My father, for some unknown reason, always said he preferred it when I called him Norman. But through the years, I’d found ‘Daddy’ worked best when I needed him to focus on what I said. I’d long suspected it was the name he secretly treasured, so I saved it like an ace-in-the-hole for when I really needed it, despite his protests.
Dad hesitated before replying, “Aunt Beatrice?”
I closed my eyes to keep from screaming.
The quiver in his voice was a sure indication he wasn’t as steady as he tried to make me believe. He walked a thin line.
My father had been an insurance salesman for many years, but had retired when he’d sustained a serious head injury in a car accident the summer after I moved to Tucson. For the most part, he functioned okay and got along well in the small town he lived in, but often drifted into a fantasy world where he claimed to be an ex-DEA agent. Everyone in town knew of his injury and loved him, so they went along with his fantasies and sometimes humored him more than they should.

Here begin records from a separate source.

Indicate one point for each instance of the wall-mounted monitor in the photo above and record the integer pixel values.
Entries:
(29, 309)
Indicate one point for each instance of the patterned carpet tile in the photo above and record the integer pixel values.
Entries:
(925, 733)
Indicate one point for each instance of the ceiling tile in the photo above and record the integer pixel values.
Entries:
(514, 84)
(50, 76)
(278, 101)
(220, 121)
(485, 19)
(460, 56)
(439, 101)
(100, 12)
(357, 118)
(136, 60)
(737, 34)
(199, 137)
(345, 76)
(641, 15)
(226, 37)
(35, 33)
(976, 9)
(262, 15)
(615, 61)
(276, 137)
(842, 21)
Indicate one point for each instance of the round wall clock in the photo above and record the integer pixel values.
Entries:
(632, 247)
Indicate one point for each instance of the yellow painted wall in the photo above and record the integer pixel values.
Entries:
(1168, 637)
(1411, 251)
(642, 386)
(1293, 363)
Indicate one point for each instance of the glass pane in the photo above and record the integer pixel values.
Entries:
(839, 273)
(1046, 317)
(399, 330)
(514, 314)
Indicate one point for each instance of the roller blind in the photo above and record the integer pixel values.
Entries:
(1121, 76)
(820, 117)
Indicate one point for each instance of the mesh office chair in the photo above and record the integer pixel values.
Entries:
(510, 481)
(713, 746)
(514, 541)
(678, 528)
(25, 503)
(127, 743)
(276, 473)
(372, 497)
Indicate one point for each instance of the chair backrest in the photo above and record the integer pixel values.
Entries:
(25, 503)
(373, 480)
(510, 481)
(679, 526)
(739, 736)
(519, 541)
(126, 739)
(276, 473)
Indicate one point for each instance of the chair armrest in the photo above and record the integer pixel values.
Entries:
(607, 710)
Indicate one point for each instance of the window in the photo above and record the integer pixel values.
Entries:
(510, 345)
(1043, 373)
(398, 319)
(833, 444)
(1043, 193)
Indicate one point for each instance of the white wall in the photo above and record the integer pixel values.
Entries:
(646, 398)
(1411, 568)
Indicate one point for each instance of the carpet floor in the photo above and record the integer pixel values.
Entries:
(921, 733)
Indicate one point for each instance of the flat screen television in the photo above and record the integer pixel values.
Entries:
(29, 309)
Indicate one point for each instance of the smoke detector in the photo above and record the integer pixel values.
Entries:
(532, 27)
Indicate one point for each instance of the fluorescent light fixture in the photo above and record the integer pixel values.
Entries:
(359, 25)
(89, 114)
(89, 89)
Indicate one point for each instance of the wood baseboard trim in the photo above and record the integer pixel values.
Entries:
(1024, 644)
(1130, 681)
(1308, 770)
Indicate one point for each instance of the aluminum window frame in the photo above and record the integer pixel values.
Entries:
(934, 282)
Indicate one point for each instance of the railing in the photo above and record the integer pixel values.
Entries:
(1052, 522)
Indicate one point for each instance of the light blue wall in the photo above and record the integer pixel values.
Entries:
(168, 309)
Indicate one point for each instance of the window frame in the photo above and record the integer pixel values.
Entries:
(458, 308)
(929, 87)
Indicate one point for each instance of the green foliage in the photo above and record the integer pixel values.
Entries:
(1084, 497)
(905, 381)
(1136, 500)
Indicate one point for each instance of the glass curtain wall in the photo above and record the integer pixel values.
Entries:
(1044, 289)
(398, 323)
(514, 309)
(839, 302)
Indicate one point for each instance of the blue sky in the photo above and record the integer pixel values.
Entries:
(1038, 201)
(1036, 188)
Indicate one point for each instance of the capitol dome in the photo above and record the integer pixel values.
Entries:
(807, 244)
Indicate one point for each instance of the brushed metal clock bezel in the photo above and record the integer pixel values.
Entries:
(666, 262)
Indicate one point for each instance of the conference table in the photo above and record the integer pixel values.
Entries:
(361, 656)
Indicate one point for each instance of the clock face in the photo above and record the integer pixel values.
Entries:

His best friend these days was a chimpanzee named Chaz someone had dropped off at the farm well before Dad’s accident. He’d taken to the creature right off the bat and delighted in telling everyone Chaz used to be his partner in the DEA.
I took a deep breath to calm myself and tried again. “Daddy, tell me where Aunt Beatrice is.”
“She’s right here, sitting in her rocking chair.”
“In her rocking chair? She’s in her rocking chair?” My mind reeled as I skimmed through all the possibilities. “Are you sure Aunt Beatrice is dead?”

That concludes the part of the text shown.